About the talk:

Benjamin Weber will share from his recently published book American Purgatory: Prison Imperialism and the Rise of Mass Incarceration (The New Press, 2023). American Purgatory documents how the story of American prisons is inextricably linked to the expansion of American power around the globe. The book shows how "prison imperialism" is written into our national DNA, extending through to our modern era of mass incarceration, while also uncovering a rich history of prison resistance, from the Seminole Chief Osceola to Assata Shakur - one that invites us to rethink the scope of America's long freedom struggle.

About the speaker:

Benjamin Weber is an interdisciplinary scholar of African American History, Critical Carceral Studies, and Black Social and Political Thought, and an Assistant Professor of African American & African Studies at the University of California, Davis.
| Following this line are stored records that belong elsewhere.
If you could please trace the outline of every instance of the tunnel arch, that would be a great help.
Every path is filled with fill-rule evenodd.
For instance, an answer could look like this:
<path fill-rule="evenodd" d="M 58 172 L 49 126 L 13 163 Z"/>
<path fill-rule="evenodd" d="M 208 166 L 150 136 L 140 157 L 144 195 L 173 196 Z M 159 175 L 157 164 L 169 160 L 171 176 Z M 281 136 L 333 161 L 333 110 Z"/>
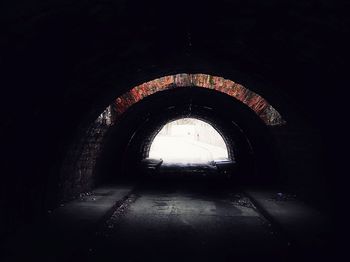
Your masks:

He has worked as a Senior Associate at the Vera Institute of Justice and Alternate ROOTS, a Researcher on the Marcus Garvey and UNIA Papers Project, and a public High School Teacher in East Los Angeles. His recent publications include American Purgatory, a four-hundred-year reckoning with the colonial workings of the carceral state and resistance against it, and opinion pieces on the lesser-known history of the Monroe Doctrine on the occasion of its bicentennial (Salon), and why we must teach the history of mass incarceration in the face of continued attacks on the teaching of African American History (TIME).